In other words, since YouTube users uploading all kinds of videos have the option of geotagging them, or linking them with a particular location, will every video made in London be linked into that spot on Google Earth, for example? The result could be overwhelming at best, yet weeding some out could frustrate users expecting to see their videos on Google Earth, Sterling noted.
"That's a common problem that Google Earth has to solve," Brandon Badger, a product manager on the Google Earth team, told TechNewsWorld.
Increasing Breadth
The way it does so is by showing only a small selection of videos when users are viewing a location from the highest level, he explained. "When you're zoomed out, it might show only ten," he said. "Then, as you zoom in closer and closer, you'll see more and more until finally at the closest level you see all the ones Google Earth is aware of."
Included among those at the broadest level, then, could be videos without any direct geographical relevance.
The selection of which videos get displayed at the higher-level views is made automatically, and "it's certainly not perfect," Badger said. Criteria that get factored into that decision include the ratings people have given the videos on YouTube, as well as the number of views they received, he said.

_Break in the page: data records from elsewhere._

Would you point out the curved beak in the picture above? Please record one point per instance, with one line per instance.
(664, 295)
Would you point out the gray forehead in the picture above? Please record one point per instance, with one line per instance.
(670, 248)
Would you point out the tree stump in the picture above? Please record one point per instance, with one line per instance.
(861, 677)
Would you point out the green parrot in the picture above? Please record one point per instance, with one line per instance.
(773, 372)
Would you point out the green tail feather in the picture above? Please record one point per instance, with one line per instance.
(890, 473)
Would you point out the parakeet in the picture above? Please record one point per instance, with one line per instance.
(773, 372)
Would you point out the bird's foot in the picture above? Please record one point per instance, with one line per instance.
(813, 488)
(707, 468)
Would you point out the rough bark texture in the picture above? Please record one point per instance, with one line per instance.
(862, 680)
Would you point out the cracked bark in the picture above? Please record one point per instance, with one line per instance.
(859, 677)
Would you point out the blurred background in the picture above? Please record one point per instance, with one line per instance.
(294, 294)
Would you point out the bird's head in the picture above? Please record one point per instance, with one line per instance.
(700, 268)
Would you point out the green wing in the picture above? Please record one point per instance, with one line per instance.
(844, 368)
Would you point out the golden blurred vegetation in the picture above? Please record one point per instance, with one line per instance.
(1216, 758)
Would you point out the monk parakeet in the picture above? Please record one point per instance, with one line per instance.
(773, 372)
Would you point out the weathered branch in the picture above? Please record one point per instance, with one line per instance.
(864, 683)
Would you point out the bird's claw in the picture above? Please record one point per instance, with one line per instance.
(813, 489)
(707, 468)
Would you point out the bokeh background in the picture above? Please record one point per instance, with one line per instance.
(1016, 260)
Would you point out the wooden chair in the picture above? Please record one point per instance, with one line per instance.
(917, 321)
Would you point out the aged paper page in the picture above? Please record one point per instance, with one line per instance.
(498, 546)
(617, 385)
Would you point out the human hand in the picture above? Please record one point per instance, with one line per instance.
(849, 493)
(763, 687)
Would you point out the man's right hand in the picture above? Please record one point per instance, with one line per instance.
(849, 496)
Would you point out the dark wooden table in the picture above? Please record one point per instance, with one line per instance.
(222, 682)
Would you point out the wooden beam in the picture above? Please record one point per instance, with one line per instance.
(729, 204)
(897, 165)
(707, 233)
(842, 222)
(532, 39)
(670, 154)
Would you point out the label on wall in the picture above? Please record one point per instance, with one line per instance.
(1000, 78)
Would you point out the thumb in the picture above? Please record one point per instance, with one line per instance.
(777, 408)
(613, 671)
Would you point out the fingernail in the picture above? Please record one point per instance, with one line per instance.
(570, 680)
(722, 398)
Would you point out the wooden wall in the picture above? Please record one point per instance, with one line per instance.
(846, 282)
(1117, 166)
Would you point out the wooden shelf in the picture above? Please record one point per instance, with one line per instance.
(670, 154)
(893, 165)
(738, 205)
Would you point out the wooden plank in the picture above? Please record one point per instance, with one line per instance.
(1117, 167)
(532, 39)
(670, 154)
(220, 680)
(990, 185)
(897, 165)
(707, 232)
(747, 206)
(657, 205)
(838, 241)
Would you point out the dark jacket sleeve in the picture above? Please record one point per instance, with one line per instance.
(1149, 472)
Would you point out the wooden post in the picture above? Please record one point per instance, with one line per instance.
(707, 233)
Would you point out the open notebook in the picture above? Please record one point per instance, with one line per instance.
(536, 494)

"We're relying a lot on users," Badger admitted. "In a future version we might add a way for other users to flag a video if they don't think it belongs."
Indeed, "rating something in YouTube on the basis of popularity is different from rating it from the perspective of travel or education," Sterling noted.
Geotagging Incentive
Geotagging is also something not all YouTube users do when they upload their videos, he noted. "We're hoping the addition of this layer in Google Earth will provide some extra incentive," increasing the number of geotagged videos on the site, he said.
"We've spent countless hours browsing these videos, and we look forward to seeing what other geotagged videos are to come," wrote Amin Charaniya, a software engineer for Google Earth, on Google's Lat Long Blog for the Google Maps and Earth team.
Last month, Google launched Sky in Google Earth with images of about a hundred million stars and two hundred million galaxies.